Le projet photographique de Timo Lieber est intitulé Thaw (« fonte », en anglais). A la croisée de la photographie artistique et de la science, il est le fruit d’une collaboration entre le photographe et une équipe de glaciologues. Leur objectif est d’alerter sur la rapide et inquiétante fonte de la calotte glaciaire qui recouvre le Groenland, la plus importante de l’hémisphère Nord.

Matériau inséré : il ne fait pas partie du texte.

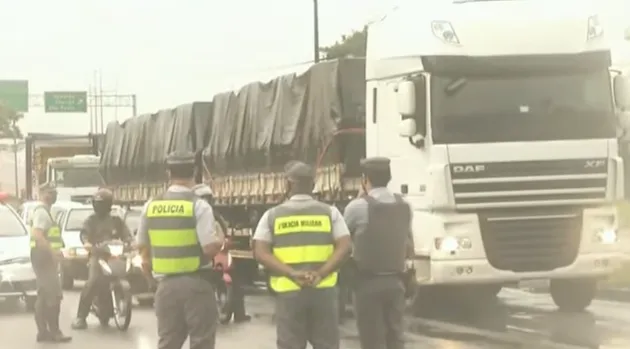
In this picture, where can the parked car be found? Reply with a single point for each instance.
(17, 279)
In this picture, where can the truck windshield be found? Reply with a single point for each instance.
(77, 177)
(522, 108)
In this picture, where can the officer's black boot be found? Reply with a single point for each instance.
(53, 325)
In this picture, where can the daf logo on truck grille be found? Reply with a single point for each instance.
(594, 163)
(469, 168)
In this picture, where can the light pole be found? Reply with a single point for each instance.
(316, 31)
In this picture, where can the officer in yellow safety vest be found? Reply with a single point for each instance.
(46, 245)
(302, 242)
(177, 241)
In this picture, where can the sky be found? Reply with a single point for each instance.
(166, 52)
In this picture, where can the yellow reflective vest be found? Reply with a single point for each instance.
(302, 238)
(172, 228)
(53, 235)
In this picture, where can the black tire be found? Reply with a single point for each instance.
(573, 295)
(67, 281)
(122, 298)
(224, 295)
(29, 302)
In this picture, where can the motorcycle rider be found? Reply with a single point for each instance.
(100, 226)
(238, 300)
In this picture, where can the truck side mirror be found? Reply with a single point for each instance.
(621, 85)
(406, 98)
(407, 128)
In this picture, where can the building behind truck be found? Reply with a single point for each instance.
(499, 119)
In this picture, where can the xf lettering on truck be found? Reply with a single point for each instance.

Timo Lieber explique que « dans ce paysage immaculé, dépouillé au strict minimum de couleurs et de formes, l’impact dramatique du changement climatique est plus manifeste que dans n’importe quelle autre partie du monde […] Cela fait peur à voir de ses propres yeux. Même depuis mon avion de ligne, lors de mon arrivée au Groenland, on pouvait déjà voir le bleu des lacs. On s’attend à un paysage complètement blanc, mais en fait, ce n’est pas du tout le cas ». C’est exactement ce que je me suis dit en survolant le Groenland en septembre 2016 alors que je me rendais en Alaska.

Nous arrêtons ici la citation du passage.